著名医師による解説が無料で読めます
すると翻訳の精度が向上します
この研究の目的は、繁殖中の遺伝的多様性の傾向を分析し、3か国のガーンジー品種の遺伝的多様性の喪失につながる主要な原因を特定することでした。カナダ人(GCN)、南アフリカ(GSA)、およびアメリカ(GUS)のガーンジー人口の血統ファイルは、それぞれ130 927、18 593、および1 851 624の記録を含む、分析しました。詳細な血統分析から派生したいくつかのパラメーターを使用して、遺伝的多様性の傾向と現在のレベルを測定しました。最近の年(2007年)のGCN、GSA、およびGUSの個体群の血統完全性インデックスは、分析の4世代を考慮して、それぞれ97%、74%、79%でした。各母集団の近親交配率は、2002年から2007年の間にそれぞれ0.19%、0.16%、0.17%でした。同じ期間、GCN、GSA、およびGUSの推定有効集団サイズは、それぞれ46、57、46でした。過去40年間で各集団内で失われた遺伝的多様性の推定割合は、それぞれ8%、3%、5%でした。3つの集団のランダムな遺伝的ドリフトにより失われた遺伝的多様性の相対的な割合は、それぞれ93%、91%、86%でした。結論として、結果は、GCNとGUSが過去40年間でGSAよりも遺伝的多様性を失っていることを示唆しており、この損失は近親交配率の増加により勢いを増しています。したがって、特にGCNとGUSで、最適な貢献選択や遺伝物質の移動などの戦略は、実効人口規模を増やすことをお勧めします。

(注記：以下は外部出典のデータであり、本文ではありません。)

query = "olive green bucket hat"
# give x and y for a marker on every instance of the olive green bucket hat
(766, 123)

この研究の目的は、繁殖中の遺伝的多様性の傾向を分析し、3か国のガーンジー品種の遺伝的多様性の喪失につながる主要な原因を特定することでした。カナダ人(GCN)、南アフリカ(GSA)、およびアメリカ(GUS)のガーンジー人口の血統ファイルは、それぞれ130 927、18 593、および1 851 624の記録を含む、分析しました。詳細な血統分析から派生したいくつかのパラメーターを使用して、遺伝的多様性の傾向と現在のレベルを測定しました。最近の年(2007年)のGCN、GSA、およびGUSの個体群の血統完全性インデックスは、分析の4世代を考慮して、それぞれ97%、74%、79%でした。各母集団の近親交配率は、2002年から2007年の間にそれぞれ0.19%、0.16%、0.17%でした。同じ期間、GCN、GSA、およびGUSの推定有効集団サイズは、それぞれ46、57、46でした。過去40年間で各集団内で失われた遺伝的多様性の推定割合は、それぞれ8%、3%、5%でした。3つの集団のランダムな遺伝的ドリフトにより失われた遺伝的多様性の相対的な割合は、それぞれ93%、91%、86%でした。結論として、結果は、GCNとGUSが過去40年間でGSAよりも遺伝的多様性を失っていることを示唆しており、この損失は近親交配率の増加により勢いを増しています。したがって、特にGCNとGUSで、最適な貢献選択や遺伝物質の移動などの戦略は、実効人口規模を増やすことをお勧めします。
The objectives of this study were to analyze the trend of within-breed genetic diversity and identify major causes leading to loss of genetic diversity in Guernsey breed in three countries. Pedigree files of Canadian (GCN), South African (GSA) and American (GUS) Guernsey populations containing 130 927, 18 593 and 1 851 624 records, respectively, were analyzed. Several parameters derived from the in-depth pedigree analyses were used to measure trends and current levels of genetic diversity. Pedigree completeness index of GCN, GSA and GUS populations, in the most recent year (2007), was 97%, 74% and 79%, respectively, considering four generations back in the analysis. The rate of inbreeding in each population was 0.19%, 0.16% and 0.17% between 2002 and 2007, respectively. For the same period, the estimated effective population size for GCN, GSA and GUS was 46, 57 and 46, respectively. The estimated percentage of genetic diversity lost within each population over the last four decades was 8%, 3% and 5%, respectively. The relative proportion of genetic diversity lost due to random genetic drift in the three populations was 93%, 91% and 86%, respectively. In conclusion, the results suggested that GCN and GUS have lost more genetic diversity than GSA over the past four decades, and this loss is gaining momentum due to increasing rates of inbreeding. Therefore, strategies such as optimum contribution selection and migration of genetic material are advised to increase effective population size, particularly in GCN and GUS.
医師のための臨床サポートサービス
ヒポクラ x マイナビのご紹介
無料会員登録していただくと、さらに便利で効率的な検索が可能になります。